= Miyagi District =

District in Miyagi prefecture, Japan

Miyagi District (宮城郡, Miyagi-gun) is a district located in former Mutsu Province and today's Miyagi Prefecture, Japan. The name of the prefecture was from this district.

The original territory was east–west long from the Ōu Mountains to the Pacific Ocean, including current Sendai, Shiogama, and Tagajō cities. As of 2003, the district has an estimated population of 69,567 and a density of 620.80 persons per km^{2}. The total area is 112.06 km^{2}.

==History==

The Minami-Koizumi site had been a village or town site since the fifth century A.D. Miyagi District first appeared in historical documents occurred in 766, in the Shoku Nihongi. Archaeologists presume that Miyagi District was established by eighth century, based on the presence of square field system remains between Hirose River and Nanakita River. The province capital of Mutsu was moved to Taga (modern Tagajō) from the Koriyam site of Natori District in 724. Its residential area extended beyond the wall of Taga. In 785, Taga District and Shinakami District were separated from Miyagi, but later annexed.

Taga continued to be the capital in the Kamakura period, but the city center moved to west Iwakiri. In 1190 Isawa Iekage was appointed as the Governor Acting in Absence of Mutsu Province, charged with restoring order after the Revolt of Ōkawa Kanetō. His descendants established a fiefdom around Taga and changed their name to Rusu, which means, literally, acting in absence.

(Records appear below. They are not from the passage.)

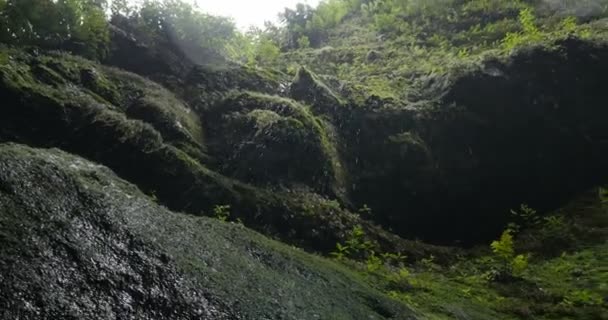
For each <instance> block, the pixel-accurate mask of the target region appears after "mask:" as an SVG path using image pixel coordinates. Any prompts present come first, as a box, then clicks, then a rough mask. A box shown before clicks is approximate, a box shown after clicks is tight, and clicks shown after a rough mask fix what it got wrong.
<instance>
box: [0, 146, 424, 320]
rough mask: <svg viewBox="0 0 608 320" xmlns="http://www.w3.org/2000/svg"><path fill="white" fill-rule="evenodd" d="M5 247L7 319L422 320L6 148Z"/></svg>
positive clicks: (353, 283) (97, 173)
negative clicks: (375, 319) (232, 319)
mask: <svg viewBox="0 0 608 320" xmlns="http://www.w3.org/2000/svg"><path fill="white" fill-rule="evenodd" d="M0 243H1V246H0V280H1V281H0V310H1V311H0V312H1V313H2V317H3V318H6V319H17V318H20V319H317V318H319V317H322V316H324V315H333V319H415V317H414V315H413V312H412V311H410V310H408V309H407V308H406V307H404V306H402V305H400V304H398V303H396V302H393V301H390V300H388V299H387V298H385V297H383V296H382V295H381V294H379V293H377V292H376V291H375V290H373V289H371V288H369V287H367V286H366V285H365V284H363V283H362V282H360V280H358V279H356V278H355V277H353V276H351V275H349V273H348V272H347V271H346V270H344V269H343V268H342V267H340V266H338V265H336V264H334V263H333V262H330V261H327V260H324V259H322V258H319V257H315V256H312V255H308V254H305V253H303V252H301V251H299V250H295V249H292V248H289V247H287V246H284V245H282V244H279V243H277V242H274V241H271V240H268V239H267V238H265V237H263V236H261V235H259V234H257V233H255V232H252V231H250V230H248V229H246V228H244V227H243V226H241V225H236V224H231V223H222V222H220V221H217V220H211V219H207V218H195V217H191V216H187V215H182V214H175V213H171V212H169V211H167V210H166V209H164V208H162V207H160V206H158V205H156V204H154V203H153V202H152V201H151V200H150V199H149V198H148V197H146V196H144V195H143V194H142V193H141V192H140V191H139V190H138V189H137V188H135V187H134V186H133V185H131V184H129V183H127V182H125V181H123V180H121V179H119V178H117V177H116V176H115V175H114V174H113V173H112V172H111V171H110V170H109V169H107V168H106V167H103V166H100V165H97V164H94V163H92V162H89V161H87V160H84V159H82V158H79V157H76V156H72V155H69V154H67V153H65V152H62V151H59V150H56V149H50V150H42V149H32V148H30V147H26V146H22V145H17V144H0Z"/></svg>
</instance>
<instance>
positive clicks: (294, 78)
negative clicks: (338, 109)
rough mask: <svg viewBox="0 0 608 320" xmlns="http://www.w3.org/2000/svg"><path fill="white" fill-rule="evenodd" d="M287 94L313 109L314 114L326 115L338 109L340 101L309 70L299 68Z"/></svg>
mask: <svg viewBox="0 0 608 320" xmlns="http://www.w3.org/2000/svg"><path fill="white" fill-rule="evenodd" d="M289 94H290V96H291V97H292V98H294V99H296V100H298V101H302V102H305V103H307V104H309V105H311V106H312V107H313V110H314V111H315V113H319V114H328V113H331V112H332V111H335V110H337V109H339V108H340V107H341V106H342V105H343V102H342V100H341V99H340V98H339V97H338V96H337V95H336V94H335V93H334V92H333V91H332V90H331V89H330V88H329V87H327V86H326V85H325V84H324V83H322V82H321V81H320V80H319V79H318V78H317V76H316V75H314V74H313V73H312V72H311V71H310V70H308V69H306V68H304V67H300V69H299V70H298V73H297V74H296V77H295V78H294V80H293V81H292V83H291V86H290V88H289Z"/></svg>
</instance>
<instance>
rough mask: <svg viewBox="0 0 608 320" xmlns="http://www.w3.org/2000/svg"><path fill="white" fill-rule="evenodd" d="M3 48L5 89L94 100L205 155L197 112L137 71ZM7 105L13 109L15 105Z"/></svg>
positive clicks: (66, 99)
mask: <svg viewBox="0 0 608 320" xmlns="http://www.w3.org/2000/svg"><path fill="white" fill-rule="evenodd" d="M5 50H6V51H7V54H8V55H9V56H10V63H8V64H6V65H4V66H2V67H1V70H0V73H1V76H2V81H3V87H4V88H5V89H4V91H5V92H8V91H12V92H23V93H25V92H31V93H32V94H30V95H28V97H32V96H34V95H36V94H42V95H45V96H47V97H49V98H50V97H52V99H53V100H56V101H57V104H62V105H68V104H70V103H72V104H78V103H82V104H90V105H93V104H94V105H97V106H99V107H100V108H101V109H107V110H108V111H115V112H119V113H124V114H125V115H126V116H127V118H129V119H133V120H142V121H144V122H146V123H147V124H149V125H151V126H152V127H153V128H154V129H155V130H156V131H158V132H159V133H160V134H161V135H162V137H163V139H164V140H165V141H167V142H169V143H172V144H174V145H176V146H180V147H183V148H184V151H187V152H189V153H190V154H192V155H193V156H195V157H199V158H200V157H203V153H202V151H203V143H204V141H203V136H202V128H201V123H200V120H199V118H198V115H196V114H195V113H194V112H192V111H191V110H190V109H189V108H188V107H187V106H186V105H185V104H184V103H183V102H181V101H180V100H178V99H177V98H176V97H175V96H174V95H173V94H172V93H170V92H169V91H167V90H166V89H164V88H163V87H161V86H159V85H157V84H155V83H153V82H151V81H149V80H146V79H144V78H141V77H139V76H137V75H134V74H131V73H127V72H124V71H120V70H117V69H114V68H108V67H105V66H101V65H98V64H95V63H93V62H91V61H88V60H84V59H82V58H78V57H74V56H70V55H66V54H60V53H51V54H42V55H40V54H39V55H37V56H34V55H29V54H26V53H24V52H21V51H17V50H9V49H5ZM6 94H8V93H6ZM7 99H8V97H7ZM8 104H9V106H8V107H11V106H10V104H12V103H10V102H9V103H8ZM64 117H65V116H64Z"/></svg>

In the Nanboku-chō period of 14th century, Taga was the object of military campaigns between the South and North Courts. The Rusu family occupied the northernmost part of the district, where Taga was located. The fate of the Rusu family had been easily swung by the battles between governors of Mutsu (Ōshū). The Mutsu were strong generals sent from central government, or shogunate. In addition to the Rusu, some samurai clans were known in southern and western parts of the district, including Ōkōchi, tenacious warriors for the Southern Court; Kokubun, the lord around the provincial temple (Kukubun-ji) of Mutsu; Hachiman clan, descendants of a past vice-governor of Mutsu.

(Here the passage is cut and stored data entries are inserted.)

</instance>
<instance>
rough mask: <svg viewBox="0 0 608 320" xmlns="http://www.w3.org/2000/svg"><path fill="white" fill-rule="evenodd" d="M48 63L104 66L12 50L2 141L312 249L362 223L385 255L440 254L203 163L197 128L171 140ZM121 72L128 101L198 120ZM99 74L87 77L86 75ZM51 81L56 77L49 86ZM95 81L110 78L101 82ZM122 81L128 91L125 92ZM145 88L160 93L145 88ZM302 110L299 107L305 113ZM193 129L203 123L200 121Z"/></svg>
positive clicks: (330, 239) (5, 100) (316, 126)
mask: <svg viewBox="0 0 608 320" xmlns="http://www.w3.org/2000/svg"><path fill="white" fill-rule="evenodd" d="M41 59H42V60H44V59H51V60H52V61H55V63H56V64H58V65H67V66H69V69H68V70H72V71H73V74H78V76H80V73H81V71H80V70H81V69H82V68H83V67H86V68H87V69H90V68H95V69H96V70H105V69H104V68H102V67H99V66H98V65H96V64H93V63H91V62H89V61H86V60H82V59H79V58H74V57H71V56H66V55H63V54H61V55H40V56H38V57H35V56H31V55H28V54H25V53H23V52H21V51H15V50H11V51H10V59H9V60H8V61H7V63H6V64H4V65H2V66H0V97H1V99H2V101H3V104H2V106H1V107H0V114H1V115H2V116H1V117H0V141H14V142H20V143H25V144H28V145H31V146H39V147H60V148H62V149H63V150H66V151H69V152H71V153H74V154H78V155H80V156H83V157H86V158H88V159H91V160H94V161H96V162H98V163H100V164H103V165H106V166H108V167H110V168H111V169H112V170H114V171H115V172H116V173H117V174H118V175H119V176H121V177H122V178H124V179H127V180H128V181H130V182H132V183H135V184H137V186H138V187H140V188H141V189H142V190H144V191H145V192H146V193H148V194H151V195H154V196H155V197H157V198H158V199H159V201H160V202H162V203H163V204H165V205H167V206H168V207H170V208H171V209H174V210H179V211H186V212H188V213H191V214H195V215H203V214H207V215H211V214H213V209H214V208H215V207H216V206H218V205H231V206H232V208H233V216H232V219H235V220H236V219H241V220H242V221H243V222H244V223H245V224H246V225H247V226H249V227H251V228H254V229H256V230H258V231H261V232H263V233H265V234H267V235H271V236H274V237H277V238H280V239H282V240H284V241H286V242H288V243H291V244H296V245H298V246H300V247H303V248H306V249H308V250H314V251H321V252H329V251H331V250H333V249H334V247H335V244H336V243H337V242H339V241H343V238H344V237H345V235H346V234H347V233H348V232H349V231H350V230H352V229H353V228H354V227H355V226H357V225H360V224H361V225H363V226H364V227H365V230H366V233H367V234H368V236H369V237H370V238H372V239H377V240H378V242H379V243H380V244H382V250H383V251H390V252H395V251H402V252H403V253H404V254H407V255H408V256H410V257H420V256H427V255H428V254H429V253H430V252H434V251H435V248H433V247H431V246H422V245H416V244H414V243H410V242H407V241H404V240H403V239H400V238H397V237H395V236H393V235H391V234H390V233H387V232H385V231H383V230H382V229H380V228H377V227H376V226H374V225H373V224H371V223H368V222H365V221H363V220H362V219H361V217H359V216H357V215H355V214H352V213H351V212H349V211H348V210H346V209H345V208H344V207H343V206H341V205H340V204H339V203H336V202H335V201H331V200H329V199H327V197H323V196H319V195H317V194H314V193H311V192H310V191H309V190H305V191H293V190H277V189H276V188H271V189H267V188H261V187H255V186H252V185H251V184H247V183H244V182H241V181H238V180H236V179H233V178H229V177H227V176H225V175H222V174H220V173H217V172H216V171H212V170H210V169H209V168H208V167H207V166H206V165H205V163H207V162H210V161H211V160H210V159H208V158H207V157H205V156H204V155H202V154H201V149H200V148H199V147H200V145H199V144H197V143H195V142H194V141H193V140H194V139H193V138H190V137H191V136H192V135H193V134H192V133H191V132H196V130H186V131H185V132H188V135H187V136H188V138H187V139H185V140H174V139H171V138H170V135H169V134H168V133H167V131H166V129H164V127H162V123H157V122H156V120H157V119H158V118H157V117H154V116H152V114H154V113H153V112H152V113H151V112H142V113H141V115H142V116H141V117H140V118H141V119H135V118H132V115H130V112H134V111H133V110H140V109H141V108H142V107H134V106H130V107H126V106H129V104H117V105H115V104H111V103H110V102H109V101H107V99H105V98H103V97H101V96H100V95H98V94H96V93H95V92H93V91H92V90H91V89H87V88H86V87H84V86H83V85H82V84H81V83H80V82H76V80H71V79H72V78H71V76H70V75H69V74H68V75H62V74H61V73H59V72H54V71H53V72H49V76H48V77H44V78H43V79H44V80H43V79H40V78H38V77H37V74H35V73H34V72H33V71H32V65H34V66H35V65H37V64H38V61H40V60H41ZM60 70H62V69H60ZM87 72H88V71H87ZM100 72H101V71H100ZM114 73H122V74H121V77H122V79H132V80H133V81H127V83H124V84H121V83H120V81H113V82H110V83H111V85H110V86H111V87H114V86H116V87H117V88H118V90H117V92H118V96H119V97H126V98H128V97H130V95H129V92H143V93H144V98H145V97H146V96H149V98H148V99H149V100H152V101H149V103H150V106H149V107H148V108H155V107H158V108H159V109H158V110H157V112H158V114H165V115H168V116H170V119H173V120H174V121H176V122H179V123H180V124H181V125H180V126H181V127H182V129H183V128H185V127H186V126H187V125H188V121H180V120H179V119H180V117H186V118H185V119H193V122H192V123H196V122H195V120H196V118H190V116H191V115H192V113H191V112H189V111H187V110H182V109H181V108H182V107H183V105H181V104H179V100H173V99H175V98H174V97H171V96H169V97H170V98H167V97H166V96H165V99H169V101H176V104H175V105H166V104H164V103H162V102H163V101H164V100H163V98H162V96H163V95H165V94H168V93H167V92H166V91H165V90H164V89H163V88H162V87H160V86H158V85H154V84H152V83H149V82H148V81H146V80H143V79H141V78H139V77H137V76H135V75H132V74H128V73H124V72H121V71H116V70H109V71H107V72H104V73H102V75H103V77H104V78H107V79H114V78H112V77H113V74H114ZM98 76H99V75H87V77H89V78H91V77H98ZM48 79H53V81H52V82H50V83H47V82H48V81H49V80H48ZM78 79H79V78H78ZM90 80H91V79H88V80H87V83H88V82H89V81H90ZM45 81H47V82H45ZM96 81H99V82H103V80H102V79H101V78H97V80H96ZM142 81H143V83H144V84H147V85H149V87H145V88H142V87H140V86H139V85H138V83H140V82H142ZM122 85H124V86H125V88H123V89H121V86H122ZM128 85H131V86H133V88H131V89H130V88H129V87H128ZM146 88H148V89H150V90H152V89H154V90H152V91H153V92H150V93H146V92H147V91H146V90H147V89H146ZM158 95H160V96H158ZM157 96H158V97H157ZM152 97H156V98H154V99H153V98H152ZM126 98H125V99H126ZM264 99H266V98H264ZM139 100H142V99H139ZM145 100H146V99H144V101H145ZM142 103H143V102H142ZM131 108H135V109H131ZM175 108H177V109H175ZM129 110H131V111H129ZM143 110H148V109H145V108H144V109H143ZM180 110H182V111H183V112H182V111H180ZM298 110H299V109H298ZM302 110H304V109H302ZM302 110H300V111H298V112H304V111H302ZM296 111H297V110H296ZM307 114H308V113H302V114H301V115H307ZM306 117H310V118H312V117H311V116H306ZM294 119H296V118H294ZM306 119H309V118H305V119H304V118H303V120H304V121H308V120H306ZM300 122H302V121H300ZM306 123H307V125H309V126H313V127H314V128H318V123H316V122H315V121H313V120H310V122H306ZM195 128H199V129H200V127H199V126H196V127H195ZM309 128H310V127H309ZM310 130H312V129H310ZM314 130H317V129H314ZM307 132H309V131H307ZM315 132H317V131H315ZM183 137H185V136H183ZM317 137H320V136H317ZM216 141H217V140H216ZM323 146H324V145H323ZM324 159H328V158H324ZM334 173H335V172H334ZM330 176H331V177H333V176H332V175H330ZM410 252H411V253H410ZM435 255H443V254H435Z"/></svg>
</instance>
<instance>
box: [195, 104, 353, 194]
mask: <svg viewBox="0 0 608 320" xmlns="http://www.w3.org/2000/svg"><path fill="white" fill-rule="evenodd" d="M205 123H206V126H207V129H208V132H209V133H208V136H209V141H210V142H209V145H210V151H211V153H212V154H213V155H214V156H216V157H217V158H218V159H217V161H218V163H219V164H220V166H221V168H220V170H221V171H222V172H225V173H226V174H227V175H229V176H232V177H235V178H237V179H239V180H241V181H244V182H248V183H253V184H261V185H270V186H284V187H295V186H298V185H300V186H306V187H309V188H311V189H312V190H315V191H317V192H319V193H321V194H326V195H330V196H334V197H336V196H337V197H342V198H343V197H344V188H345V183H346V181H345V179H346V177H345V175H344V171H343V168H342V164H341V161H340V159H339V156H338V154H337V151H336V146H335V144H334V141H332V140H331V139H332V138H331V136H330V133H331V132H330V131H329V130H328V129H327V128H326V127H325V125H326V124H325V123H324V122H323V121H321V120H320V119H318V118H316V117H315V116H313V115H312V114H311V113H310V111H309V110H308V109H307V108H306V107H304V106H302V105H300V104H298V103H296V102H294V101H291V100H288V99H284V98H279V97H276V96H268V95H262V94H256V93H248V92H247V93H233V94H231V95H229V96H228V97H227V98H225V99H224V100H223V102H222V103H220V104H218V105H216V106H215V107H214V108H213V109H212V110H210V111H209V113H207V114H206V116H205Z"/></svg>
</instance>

A long war broke the unity of Mutsu and the function of its capital. After the governor Ōsaki left, the rule of the district was divided by Rusu and Kokubun, who struggled against each other. Eventually the Date clan's influence reached to Miyagi and the clan sent to its children as child-in-law and successors of the heads of families. Then Rusu Masakage and Kokubun Morishige became commanders of Date Masamune, fought many battles for the Date's dominance over Tohoku region. The two held only nominal independence from Date, solely to placate the retainers of the families.

When Masamune surrendered to the new shogun Toyotomi Hideyoshi in 1590, Rusu was abandoned and Kokubun was formally regarded a subject of Date. Miyagi District became a part of the territory of Date clan. In 1600, just after the Battle of Sekigahara, Masamune decided to build and move to the Sendai Castle in Miyagi District. After that the district was developed as the suburb of new Sendai town. Sendai town has been ruled as a different area from the rest since then.

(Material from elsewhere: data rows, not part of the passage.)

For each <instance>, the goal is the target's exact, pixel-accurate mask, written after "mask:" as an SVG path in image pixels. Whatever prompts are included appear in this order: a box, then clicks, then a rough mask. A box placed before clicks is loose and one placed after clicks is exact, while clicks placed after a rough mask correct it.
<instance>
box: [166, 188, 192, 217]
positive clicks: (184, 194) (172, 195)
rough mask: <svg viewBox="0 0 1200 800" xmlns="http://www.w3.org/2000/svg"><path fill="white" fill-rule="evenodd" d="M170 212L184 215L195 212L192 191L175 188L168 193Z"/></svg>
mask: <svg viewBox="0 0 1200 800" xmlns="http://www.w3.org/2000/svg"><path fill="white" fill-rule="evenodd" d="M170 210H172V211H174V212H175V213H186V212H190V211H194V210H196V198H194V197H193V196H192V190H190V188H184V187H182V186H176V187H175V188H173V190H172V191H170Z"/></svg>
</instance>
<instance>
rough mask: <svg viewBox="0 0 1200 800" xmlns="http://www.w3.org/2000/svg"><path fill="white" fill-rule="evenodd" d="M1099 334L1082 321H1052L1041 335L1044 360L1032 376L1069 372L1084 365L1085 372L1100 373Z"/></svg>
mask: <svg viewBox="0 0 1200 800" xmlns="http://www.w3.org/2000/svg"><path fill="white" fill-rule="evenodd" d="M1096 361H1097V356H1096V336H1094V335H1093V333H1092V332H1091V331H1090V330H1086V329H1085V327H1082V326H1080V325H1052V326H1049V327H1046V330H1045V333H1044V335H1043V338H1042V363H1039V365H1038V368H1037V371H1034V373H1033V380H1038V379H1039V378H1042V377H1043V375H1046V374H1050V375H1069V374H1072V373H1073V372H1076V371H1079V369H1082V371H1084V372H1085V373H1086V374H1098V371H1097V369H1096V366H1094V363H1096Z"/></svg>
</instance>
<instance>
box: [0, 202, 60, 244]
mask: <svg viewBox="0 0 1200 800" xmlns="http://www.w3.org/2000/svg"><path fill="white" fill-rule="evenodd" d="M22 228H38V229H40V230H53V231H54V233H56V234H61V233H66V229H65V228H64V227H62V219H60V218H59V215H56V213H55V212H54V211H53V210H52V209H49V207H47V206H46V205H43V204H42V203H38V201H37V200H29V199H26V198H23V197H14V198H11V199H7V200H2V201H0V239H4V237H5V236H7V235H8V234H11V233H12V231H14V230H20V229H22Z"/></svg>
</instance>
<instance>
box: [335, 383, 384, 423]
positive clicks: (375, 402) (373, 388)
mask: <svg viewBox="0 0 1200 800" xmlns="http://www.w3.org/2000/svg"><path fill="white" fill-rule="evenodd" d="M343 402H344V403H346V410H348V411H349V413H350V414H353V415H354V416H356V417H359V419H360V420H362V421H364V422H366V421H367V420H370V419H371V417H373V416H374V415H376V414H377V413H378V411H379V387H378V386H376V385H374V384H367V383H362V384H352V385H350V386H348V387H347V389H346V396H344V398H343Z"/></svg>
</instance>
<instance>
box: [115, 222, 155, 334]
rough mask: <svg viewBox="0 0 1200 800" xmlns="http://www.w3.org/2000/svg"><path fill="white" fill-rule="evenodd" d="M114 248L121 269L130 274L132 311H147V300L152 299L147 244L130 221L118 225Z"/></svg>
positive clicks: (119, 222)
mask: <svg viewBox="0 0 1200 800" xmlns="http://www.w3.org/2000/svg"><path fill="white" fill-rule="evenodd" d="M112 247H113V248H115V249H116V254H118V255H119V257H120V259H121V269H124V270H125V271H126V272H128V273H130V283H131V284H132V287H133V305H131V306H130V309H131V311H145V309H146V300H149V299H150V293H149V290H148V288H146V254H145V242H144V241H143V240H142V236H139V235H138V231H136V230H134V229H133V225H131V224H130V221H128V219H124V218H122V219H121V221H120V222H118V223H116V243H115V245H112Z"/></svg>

The Meiji government divided Mutsu Province into three parts in 1869. Miyagi District became part of Rikuzen Province. The population in 1889 (excluding Sendai) was 60,518.

In March 2011, exactly ten years ago, an earthquake and tsunami hit this region of Japan.

==Towns and villages==
- Matsushima
- Rifu
- Shichigahama

==Bibliography==
- Committee for Editing the Miyagi Prefecture History (under Miyagi Prefecture), Miyagi Prefecture History, vol.2, Gyōsei, reprinted in 1987. (original version was published in 1956). 宮城県史編纂委員会『宮城県史』（2、近世史）、ぎょうせい。